One of the common traits among people who come to see me is overthinking, and a lot of people want to have a quieter mind, or a less intense inner dialogue.  But as people often ask me – “How do you learn to think less?”

Some of this overthinking is often experienced as worrying.  This particular type of overthinking, which is more about the wider habit of overthinking rather than overthinking a particular situation, responds really well to a technique called “active worrying”.  In this people are not just allowed but encouraged to worry for a set amount of time a day.  There are two conditions attached to this however – they are not to pursue a worrying thought outside of their set worry time, and they have to adopt a structured way of worrying.

One of the awful effects of overthinking is that it stops people enjoying their lives, as instead of being in the moment they deconstruct their experience.  People can end up trapped in the maze of their own thoughts rather than engaging with their lives and other people. There are though techniques that can work just as well with overthinking about particular situations, experiences, or relationships.

The first of these is taken from the active worrying, and is the acceptance that you cannot control everything.  Overthinking can be driven by the desire to control events by anticipating possible outcomes.  The issues with this approach are two-fold – firstly our minds aren’t equipped to track and compare these constantly branching scenarios, and instead of making us more prepared the exercise makes us more stressed.  The second issue is that there will always be events that will be out of your control, and your mental health will be improved in the long term by accepting this.

A second technique from active worrying is that of taking action – if there is something that you can do to resolve or better understand a situation then either do it or set a firm date to do it, and return to it then.  Overthinking can just become a mental habit around certain questions or certain tasks.  In common with procrastination if there are certain decisions you can only make in the “right frame of mind” then actively work on invoking that frame of mind, rather than waiting for it to arise spontaneously.
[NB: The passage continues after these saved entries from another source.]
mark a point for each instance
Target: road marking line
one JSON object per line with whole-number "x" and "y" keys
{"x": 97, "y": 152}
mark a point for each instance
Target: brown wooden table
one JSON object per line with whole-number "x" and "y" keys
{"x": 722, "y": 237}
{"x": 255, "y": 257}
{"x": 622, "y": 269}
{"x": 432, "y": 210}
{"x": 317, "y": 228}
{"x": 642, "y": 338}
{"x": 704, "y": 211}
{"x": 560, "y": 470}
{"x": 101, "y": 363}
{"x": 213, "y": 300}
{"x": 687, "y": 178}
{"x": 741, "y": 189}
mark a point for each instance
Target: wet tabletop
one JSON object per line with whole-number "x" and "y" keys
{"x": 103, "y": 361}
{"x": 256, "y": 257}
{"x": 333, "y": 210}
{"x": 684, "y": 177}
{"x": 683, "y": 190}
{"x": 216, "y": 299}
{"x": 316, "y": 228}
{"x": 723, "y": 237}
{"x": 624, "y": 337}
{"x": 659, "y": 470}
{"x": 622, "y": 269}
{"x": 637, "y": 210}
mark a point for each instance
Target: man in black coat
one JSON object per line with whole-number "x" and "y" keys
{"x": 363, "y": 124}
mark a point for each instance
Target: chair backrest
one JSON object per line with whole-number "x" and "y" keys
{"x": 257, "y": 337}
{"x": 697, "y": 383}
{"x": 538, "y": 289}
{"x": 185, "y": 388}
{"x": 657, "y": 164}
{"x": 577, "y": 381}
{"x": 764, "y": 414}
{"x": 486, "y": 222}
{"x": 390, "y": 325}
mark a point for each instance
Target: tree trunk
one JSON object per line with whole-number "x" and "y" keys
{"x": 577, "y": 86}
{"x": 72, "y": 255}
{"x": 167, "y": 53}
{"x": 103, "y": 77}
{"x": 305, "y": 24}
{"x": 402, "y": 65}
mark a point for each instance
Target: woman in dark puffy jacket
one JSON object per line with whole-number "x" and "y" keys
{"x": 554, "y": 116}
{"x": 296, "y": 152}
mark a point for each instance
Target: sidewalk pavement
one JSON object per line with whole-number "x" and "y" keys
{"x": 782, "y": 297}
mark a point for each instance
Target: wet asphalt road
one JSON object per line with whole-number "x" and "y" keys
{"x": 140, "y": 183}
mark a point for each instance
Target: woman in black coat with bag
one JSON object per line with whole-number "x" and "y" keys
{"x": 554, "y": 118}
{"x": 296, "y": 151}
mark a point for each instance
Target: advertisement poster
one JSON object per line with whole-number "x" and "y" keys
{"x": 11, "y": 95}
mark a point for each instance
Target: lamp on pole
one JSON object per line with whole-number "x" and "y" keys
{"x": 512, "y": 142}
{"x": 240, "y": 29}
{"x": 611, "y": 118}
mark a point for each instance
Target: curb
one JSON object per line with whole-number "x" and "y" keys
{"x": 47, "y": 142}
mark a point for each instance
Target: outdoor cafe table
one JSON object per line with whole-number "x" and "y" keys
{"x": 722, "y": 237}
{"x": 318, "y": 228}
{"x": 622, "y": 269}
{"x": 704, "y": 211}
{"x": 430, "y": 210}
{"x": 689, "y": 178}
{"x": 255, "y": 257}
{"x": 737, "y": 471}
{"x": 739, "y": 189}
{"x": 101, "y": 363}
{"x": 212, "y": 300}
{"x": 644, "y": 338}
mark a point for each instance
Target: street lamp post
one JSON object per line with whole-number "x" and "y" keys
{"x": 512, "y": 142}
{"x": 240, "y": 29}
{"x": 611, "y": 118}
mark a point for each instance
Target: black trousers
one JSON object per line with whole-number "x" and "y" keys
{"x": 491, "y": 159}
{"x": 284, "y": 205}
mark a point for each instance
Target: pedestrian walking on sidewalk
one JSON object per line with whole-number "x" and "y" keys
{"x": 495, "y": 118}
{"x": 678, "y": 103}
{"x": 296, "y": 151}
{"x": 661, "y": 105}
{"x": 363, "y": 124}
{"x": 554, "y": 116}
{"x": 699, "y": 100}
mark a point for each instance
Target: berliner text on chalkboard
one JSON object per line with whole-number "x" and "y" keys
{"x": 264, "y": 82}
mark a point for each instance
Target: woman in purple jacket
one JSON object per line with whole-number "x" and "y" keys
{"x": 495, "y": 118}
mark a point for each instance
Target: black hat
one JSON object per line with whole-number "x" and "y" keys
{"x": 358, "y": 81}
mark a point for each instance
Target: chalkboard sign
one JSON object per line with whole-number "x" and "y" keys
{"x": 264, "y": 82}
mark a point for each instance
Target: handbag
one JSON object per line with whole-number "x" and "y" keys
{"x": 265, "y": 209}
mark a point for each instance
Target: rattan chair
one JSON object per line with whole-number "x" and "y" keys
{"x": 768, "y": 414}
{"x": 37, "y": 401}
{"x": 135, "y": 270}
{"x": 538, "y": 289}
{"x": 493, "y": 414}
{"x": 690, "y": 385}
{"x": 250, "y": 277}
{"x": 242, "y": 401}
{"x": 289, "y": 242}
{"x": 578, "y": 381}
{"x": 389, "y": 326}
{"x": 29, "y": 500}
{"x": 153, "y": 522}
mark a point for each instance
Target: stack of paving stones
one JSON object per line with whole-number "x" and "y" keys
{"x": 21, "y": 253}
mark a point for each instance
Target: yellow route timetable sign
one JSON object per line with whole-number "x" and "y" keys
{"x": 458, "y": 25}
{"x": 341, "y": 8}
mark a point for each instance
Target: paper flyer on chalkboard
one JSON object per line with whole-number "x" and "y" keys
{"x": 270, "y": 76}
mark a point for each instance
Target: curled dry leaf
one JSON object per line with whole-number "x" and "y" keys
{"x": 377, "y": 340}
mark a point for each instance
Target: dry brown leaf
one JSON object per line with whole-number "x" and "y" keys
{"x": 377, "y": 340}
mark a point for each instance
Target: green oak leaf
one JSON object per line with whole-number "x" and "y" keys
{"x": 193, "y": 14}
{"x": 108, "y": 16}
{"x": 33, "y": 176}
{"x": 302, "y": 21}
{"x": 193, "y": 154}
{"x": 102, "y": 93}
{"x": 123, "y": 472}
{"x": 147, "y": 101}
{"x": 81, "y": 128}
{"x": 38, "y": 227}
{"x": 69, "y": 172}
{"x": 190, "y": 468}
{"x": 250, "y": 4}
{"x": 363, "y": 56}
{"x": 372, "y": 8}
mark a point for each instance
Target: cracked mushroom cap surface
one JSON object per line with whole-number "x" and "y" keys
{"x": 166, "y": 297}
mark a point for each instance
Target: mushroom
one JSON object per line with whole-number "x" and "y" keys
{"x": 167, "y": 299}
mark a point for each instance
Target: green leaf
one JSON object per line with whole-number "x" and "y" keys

The third technique is to get some perspective and distance from events, as these are powerful in helping to stop overthinking. Often when people are on holiday they find that the physical distance and separation allow them to look at their situation more objectively, and to find decision making easier.  Time is also a great provider of perspective, and as little as a month or even a couple of weeks can be enough distance to show an issue in its true proportions.  Techniques such as imagining yourself moving forward to those points in time and looking back, whilst simple, can be enough to provide that emotional distance necessary to stop the overthinking.

A fourth technique is to make sure that you aren’t putting yourself in situations where overthinking is likely to occur.  This might be entertaining vague or unresolved fears – if this is the question then make yourself write out these fears in full.  This will force you to complete your thoughts in a way that internal dialogue doesn’t, and can help you to see your fears as baseless or greatly overstated.  Another way in which you might be making yourself more susceptible to overthinking is to mull over things when physically or mentally tired – instead develop the mental discipline to return to it only when you feel refreshed.  The final way in which you may put yourself in a situation where you’re likely to overthink is by discussing things with other habitual over-thinkers.

The fifth and final technique is to develop a habit of mindfulness.  Many people express the idea that they can’t learn to be mindful until they’ve stopped overthinking, which is like saying that you won’t join a gym until you’re fit enough to use all the machines.  Mindfulness isn’t just about being more present and engaged in the moment, it’s also about self-compassion and not thinking badly of yourself when you do overthink.  Instead of stepping into that stream of thought you simply note that you’re overthinking again and return to the moment.

For most people it’s this simplest of ideas that is the hardest to achieve – that in order to climb out of our hole that we must first put the spade down.